Drug testing in the workplace has become more common in the past few years, despite widespread testing; it hasn't diminished all drug use. Opponents believe that drug testing is a violation of employee's right to privacy. Employers say that it is a method to control substance abuse. Since employers don't want to deal with substance abuse, they do drug testing to help keep it out of the workplace.

Employers say that substance abuse accounts for decreased job performance, increased safety risks, and more days of work being missed than usual. Opponents say that random drug testing is an infringement of civil rights that involves discrimination, lack of policy, and lack of probable cause.

Advocates say that drug and alcohol abuse cost the United States about 160 billion dollars a year on lost productivity and the rising costs of healthcare are due to the increase of work related injuries and accident. Marijuana is one of the most widely abused substances among all of the drugs that are being test for in an analysis. In a recent survey of high school seniors, 36.3 percent have used marijuana before the age of eighteen. And 10.3 percent have used cocaine in their lifetime.

With drug testing becoming more widespread, opponents say that more and more legal issues are being brought up because they say it is an invasion of privacy and employers test without probable cause.

Which bring up the question, what is the effectiveness of drug testing if the employee is only going to be tested once? Therefore the test loses its effectiveness and value. What drugs should employers test for? Drug tests only check for a few of the numerous drugs that are out there. The test cannot confirm the presence of alcohol, because after twenty four hours it leaves and body and is no longer detectable.

When employers that are adopting a drug policy, because of a drug related problem that is starting to affect worker productivity and need to have a policy that is well put forth and is accepted by all of people that would be affected. All procedures should be standardized, and that all tests are truly done at random to avoid lawsuits that involve discrimination, and bias that is based on lack of probable cause and rumors.
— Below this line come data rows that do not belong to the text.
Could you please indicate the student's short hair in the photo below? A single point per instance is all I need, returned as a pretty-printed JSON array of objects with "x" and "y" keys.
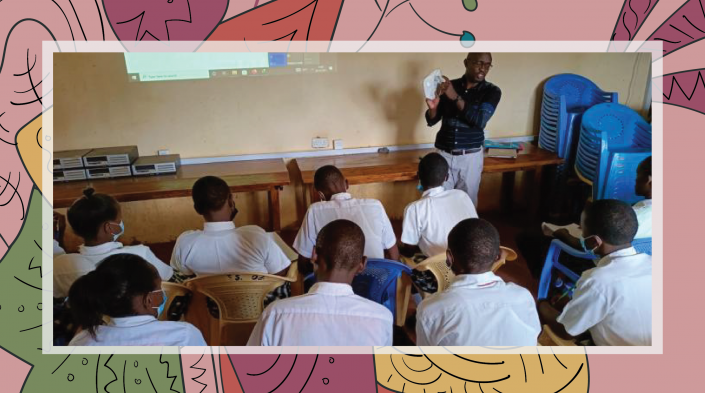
[
  {"x": 326, "y": 176},
  {"x": 474, "y": 242},
  {"x": 613, "y": 221},
  {"x": 433, "y": 170},
  {"x": 341, "y": 244},
  {"x": 90, "y": 211},
  {"x": 645, "y": 166},
  {"x": 209, "y": 194}
]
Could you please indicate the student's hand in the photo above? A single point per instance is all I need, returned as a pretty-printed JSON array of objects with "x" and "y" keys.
[{"x": 561, "y": 233}]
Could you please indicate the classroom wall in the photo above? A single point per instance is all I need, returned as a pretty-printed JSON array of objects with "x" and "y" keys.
[{"x": 372, "y": 100}]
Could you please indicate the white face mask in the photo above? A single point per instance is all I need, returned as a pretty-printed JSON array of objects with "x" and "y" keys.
[{"x": 122, "y": 230}]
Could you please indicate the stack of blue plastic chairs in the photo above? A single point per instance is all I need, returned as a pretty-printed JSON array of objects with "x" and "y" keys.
[
  {"x": 613, "y": 141},
  {"x": 565, "y": 98}
]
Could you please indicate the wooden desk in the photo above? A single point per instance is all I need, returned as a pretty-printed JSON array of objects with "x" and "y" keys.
[
  {"x": 241, "y": 176},
  {"x": 403, "y": 165}
]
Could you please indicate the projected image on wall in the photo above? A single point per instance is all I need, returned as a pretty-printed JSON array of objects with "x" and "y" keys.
[{"x": 154, "y": 67}]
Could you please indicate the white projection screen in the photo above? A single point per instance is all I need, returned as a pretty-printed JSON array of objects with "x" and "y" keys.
[{"x": 155, "y": 67}]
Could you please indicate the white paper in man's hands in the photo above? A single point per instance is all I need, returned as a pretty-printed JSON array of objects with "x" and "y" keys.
[
  {"x": 431, "y": 82},
  {"x": 573, "y": 229}
]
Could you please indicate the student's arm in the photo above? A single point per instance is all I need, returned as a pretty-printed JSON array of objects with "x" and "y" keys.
[
  {"x": 549, "y": 316},
  {"x": 258, "y": 335},
  {"x": 275, "y": 261},
  {"x": 433, "y": 116},
  {"x": 421, "y": 336},
  {"x": 165, "y": 271},
  {"x": 304, "y": 265},
  {"x": 389, "y": 239},
  {"x": 565, "y": 236},
  {"x": 177, "y": 260},
  {"x": 392, "y": 253},
  {"x": 588, "y": 307},
  {"x": 410, "y": 234}
]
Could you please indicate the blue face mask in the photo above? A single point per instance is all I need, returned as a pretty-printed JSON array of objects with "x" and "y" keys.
[
  {"x": 122, "y": 230},
  {"x": 591, "y": 253},
  {"x": 160, "y": 308}
]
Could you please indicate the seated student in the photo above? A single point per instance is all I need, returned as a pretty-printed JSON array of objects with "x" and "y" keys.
[
  {"x": 336, "y": 203},
  {"x": 613, "y": 300},
  {"x": 221, "y": 247},
  {"x": 126, "y": 289},
  {"x": 97, "y": 218},
  {"x": 330, "y": 313},
  {"x": 534, "y": 246},
  {"x": 428, "y": 221},
  {"x": 643, "y": 208},
  {"x": 478, "y": 308}
]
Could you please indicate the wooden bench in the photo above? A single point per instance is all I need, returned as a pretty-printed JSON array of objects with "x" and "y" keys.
[
  {"x": 241, "y": 176},
  {"x": 403, "y": 165}
]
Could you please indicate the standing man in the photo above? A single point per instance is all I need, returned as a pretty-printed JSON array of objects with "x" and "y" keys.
[{"x": 465, "y": 105}]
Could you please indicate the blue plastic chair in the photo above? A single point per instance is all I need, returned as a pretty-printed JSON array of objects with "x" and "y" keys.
[
  {"x": 565, "y": 97},
  {"x": 383, "y": 281},
  {"x": 613, "y": 141},
  {"x": 552, "y": 263}
]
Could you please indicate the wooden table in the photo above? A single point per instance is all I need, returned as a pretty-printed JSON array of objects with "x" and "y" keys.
[
  {"x": 403, "y": 165},
  {"x": 241, "y": 176}
]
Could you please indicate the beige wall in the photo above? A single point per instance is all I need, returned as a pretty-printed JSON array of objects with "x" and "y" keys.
[{"x": 373, "y": 100}]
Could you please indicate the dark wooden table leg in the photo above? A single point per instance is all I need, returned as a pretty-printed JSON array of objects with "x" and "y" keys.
[
  {"x": 535, "y": 206},
  {"x": 507, "y": 194},
  {"x": 274, "y": 209}
]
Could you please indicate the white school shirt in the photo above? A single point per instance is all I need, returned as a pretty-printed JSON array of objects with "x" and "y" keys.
[
  {"x": 478, "y": 309},
  {"x": 57, "y": 249},
  {"x": 69, "y": 267},
  {"x": 428, "y": 221},
  {"x": 222, "y": 248},
  {"x": 613, "y": 301},
  {"x": 643, "y": 216},
  {"x": 141, "y": 330},
  {"x": 330, "y": 314},
  {"x": 369, "y": 214}
]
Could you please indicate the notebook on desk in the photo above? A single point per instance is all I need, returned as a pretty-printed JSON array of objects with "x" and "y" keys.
[{"x": 502, "y": 153}]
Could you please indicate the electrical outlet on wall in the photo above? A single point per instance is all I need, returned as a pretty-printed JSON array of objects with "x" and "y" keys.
[{"x": 319, "y": 143}]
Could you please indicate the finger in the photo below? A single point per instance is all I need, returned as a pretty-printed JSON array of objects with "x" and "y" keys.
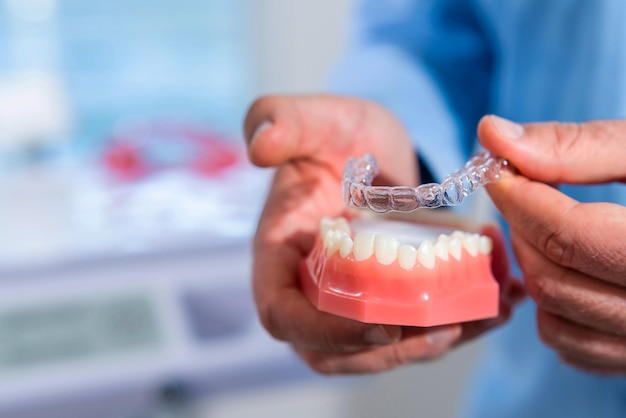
[
  {"x": 574, "y": 341},
  {"x": 585, "y": 237},
  {"x": 417, "y": 344},
  {"x": 591, "y": 152},
  {"x": 330, "y": 129},
  {"x": 571, "y": 295}
]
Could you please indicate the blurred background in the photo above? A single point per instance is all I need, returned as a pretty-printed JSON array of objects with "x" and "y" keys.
[{"x": 127, "y": 208}]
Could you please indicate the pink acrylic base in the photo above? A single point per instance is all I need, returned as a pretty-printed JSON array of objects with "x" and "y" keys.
[{"x": 453, "y": 291}]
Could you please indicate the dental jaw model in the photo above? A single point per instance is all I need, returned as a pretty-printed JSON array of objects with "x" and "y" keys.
[{"x": 403, "y": 273}]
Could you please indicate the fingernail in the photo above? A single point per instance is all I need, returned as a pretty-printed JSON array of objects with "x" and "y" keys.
[
  {"x": 507, "y": 129},
  {"x": 262, "y": 127},
  {"x": 380, "y": 335},
  {"x": 442, "y": 338}
]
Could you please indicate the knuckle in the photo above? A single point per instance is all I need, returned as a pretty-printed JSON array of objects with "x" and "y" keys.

Why should employer have a comprehensive drug free workplace? New research has uncovered some startling facts that nearly seventy five percent of all illicit drug users are full and part time employed. A large part of the nation's workforce in now partly impaired because of the substance abuse which account for more unhealthy employees, loss of productivity, smaller profits and other negative effects on the nation's workforce and all the employers.